New privatization rules are also implying that state-owned companies should increase their effectiveness to work as real businesses; to introduce tools for assessment of their executive bodies' work; to create compliance services, external audit, etc. 

The supervisory board should also be changed. According to Boytsun, only 3% of board members are independent and this figure should be much higher.

“When it comes to creating supervisory boards, it is important that they have professionals with a variety of competencies and skills to make the right and balanced decisions. In practice, there should be fewer civil servants. Now they’rethe majority,” said Boytsun.

Another opinion was shared by Vinoyak Nagarach, representative of the World Bank in Uzbekistan, who doesn’t argue with privatization supporters but calls for patience.

“In Uzbekistan, there are strong opportunities, administrative potential. If you look at the history of Uzbekistan, macroeconomic indicators, many enterprises were very good. We can’t say that all directors are bad managers. It is important to use what is,” said Nagarach.

Legislation reform

International experts, as well as representatives of business and state-owned companies, insist that privatization efforts should be accompanied by changes in legislation.

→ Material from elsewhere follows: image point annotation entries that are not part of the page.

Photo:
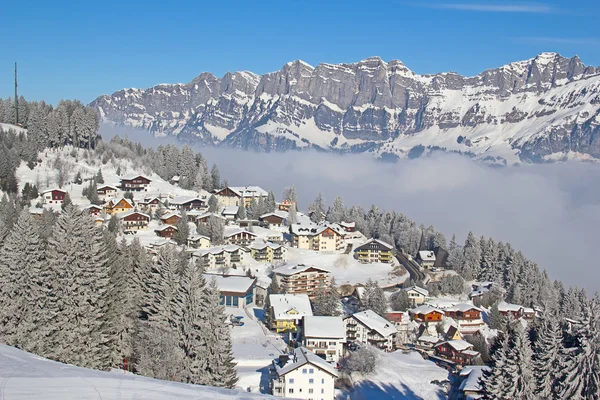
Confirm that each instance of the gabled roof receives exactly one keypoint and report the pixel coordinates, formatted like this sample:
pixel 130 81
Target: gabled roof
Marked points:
pixel 301 357
pixel 290 306
pixel 374 321
pixel 427 255
pixel 418 289
pixel 324 327
pixel 458 345
pixel 128 213
pixel 380 242
pixel 293 269
pixel 425 309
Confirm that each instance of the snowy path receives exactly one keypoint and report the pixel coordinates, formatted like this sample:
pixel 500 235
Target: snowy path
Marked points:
pixel 27 376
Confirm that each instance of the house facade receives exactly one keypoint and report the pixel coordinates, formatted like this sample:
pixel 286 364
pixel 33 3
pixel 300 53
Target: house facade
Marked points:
pixel 54 196
pixel 135 183
pixel 373 251
pixel 324 336
pixel 302 375
pixel 133 221
pixel 235 291
pixel 367 327
pixel 302 279
pixel 287 311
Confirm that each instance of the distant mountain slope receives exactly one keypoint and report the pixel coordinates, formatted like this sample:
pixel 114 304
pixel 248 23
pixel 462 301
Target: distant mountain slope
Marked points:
pixel 533 110
pixel 25 376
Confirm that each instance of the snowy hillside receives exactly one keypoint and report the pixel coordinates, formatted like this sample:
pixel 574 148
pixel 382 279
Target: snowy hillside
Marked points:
pixel 27 376
pixel 541 109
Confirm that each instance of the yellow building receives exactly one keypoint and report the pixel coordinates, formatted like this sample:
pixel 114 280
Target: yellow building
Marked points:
pixel 374 251
pixel 287 311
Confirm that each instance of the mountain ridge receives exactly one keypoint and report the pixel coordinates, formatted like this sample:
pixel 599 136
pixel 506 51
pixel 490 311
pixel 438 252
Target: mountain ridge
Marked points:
pixel 381 107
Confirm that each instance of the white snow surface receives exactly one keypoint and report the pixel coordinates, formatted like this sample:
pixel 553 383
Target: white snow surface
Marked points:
pixel 25 376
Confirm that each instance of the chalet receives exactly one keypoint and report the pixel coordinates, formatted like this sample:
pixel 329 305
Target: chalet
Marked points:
pixel 134 183
pixel 187 203
pixel 467 317
pixel 324 336
pixel 151 204
pixel 222 257
pixel 199 242
pixel 374 251
pixel 287 311
pixel 234 290
pixel 106 191
pixel 166 231
pixel 93 209
pixel 426 314
pixel 134 221
pixel 367 327
pixel 285 205
pixel 54 196
pixel 240 195
pixel 239 237
pixel 417 295
pixel 300 278
pixel 273 220
pixel 114 207
pixel 267 252
pixel 348 226
pixel 302 375
pixel 457 351
pixel 230 213
pixel 320 238
pixel 426 259
pixel 170 218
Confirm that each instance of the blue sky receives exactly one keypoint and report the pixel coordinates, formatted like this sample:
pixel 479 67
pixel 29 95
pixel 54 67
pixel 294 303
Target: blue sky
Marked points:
pixel 81 49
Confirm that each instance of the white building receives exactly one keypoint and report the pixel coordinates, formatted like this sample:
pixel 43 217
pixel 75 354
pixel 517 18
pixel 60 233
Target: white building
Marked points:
pixel 324 336
pixel 302 375
pixel 368 327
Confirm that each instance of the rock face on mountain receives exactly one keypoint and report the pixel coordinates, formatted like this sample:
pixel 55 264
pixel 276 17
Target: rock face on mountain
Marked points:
pixel 543 109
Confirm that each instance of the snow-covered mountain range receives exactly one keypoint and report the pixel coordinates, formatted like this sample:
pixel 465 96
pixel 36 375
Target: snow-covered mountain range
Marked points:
pixel 542 109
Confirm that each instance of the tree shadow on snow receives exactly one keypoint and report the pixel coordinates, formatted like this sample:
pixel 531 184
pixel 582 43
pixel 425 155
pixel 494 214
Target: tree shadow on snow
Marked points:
pixel 367 390
pixel 264 380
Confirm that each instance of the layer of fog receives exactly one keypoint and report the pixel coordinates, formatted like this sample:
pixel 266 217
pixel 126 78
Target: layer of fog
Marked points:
pixel 550 212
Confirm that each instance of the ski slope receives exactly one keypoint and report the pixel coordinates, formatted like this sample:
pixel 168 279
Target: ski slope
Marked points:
pixel 27 376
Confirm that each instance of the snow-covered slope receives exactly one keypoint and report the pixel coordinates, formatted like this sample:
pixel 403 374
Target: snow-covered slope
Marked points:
pixel 544 108
pixel 27 376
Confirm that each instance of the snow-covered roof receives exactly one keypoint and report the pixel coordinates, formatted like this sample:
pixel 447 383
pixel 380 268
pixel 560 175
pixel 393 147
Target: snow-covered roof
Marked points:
pixel 230 210
pixel 458 345
pixel 506 307
pixel 128 213
pixel 290 306
pixel 293 269
pixel 249 191
pixel 418 289
pixel 232 283
pixel 463 307
pixel 303 356
pixel 164 227
pixel 374 321
pixel 425 309
pixel 184 199
pixel 427 255
pixel 473 374
pixel 324 327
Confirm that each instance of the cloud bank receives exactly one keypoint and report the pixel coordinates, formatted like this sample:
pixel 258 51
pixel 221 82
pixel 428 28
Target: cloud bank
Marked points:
pixel 550 212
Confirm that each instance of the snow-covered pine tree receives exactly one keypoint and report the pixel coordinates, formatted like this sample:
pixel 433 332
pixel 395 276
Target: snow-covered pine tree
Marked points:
pixel 220 363
pixel 23 275
pixel 183 230
pixel 162 287
pixel 546 361
pixel 77 314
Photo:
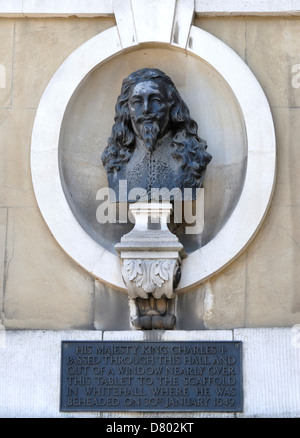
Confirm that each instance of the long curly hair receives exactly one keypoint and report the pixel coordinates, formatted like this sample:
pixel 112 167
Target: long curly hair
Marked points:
pixel 189 148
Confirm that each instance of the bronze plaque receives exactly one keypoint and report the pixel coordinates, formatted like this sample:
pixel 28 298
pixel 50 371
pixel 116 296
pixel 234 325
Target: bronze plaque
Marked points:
pixel 151 376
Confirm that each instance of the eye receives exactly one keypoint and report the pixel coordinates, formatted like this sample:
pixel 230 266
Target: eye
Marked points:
pixel 135 101
pixel 156 99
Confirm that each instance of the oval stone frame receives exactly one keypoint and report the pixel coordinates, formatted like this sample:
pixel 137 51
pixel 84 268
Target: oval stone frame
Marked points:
pixel 257 191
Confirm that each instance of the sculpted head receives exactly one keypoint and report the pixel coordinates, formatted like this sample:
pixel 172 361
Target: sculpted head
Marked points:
pixel 148 107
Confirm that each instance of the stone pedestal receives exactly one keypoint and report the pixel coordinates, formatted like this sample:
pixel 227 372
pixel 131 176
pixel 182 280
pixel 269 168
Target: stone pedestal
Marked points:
pixel 151 257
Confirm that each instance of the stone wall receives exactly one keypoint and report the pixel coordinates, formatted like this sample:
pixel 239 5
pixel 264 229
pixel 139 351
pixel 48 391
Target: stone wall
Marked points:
pixel 44 289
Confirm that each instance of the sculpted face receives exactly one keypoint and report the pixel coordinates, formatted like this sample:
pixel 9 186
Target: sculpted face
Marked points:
pixel 149 111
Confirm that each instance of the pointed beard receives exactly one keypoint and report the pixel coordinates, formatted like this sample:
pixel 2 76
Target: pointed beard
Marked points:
pixel 150 133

According to Kaczmarek, to avoid mistakes Uzbekistan must introduce a new privatization law.

“If we are talking about the revival of privatization, the first step of this important strategy is the new version of the law on privatization. There is no way around it,” said the expert.

Rustam Kadyrov, head of the Department for Strategic Planning and Analysis of the Uzsanoat joint-stock company agrees, noting that new clear written rules might be helpful in getting money from ordinary people.

 “Today, our citizens are not interested in investing in Uzbekistan. After all, we have a bad experience with this. Because you are buying land, and there is no guarantee that in five years this decision will not annul the hokim (head of the local administration),” Kadyrov gave an example. 

The AMSA admits that many regulatory rules concerning privatization are outdated.  

“The law on privatization was adopted in 1991. It is already outdated and does not correspond to the time. We have the 279th resolution, which consists of 400 pages, and it is also outdated. We also have a lot of regulations outdated, and experts do not own the updated database. We must update and retrain our specialists, we must update and revise all these laws and acts, and this is one of our priorities in today's work,” said Tulkin Nabiev, deputy head of the Agency.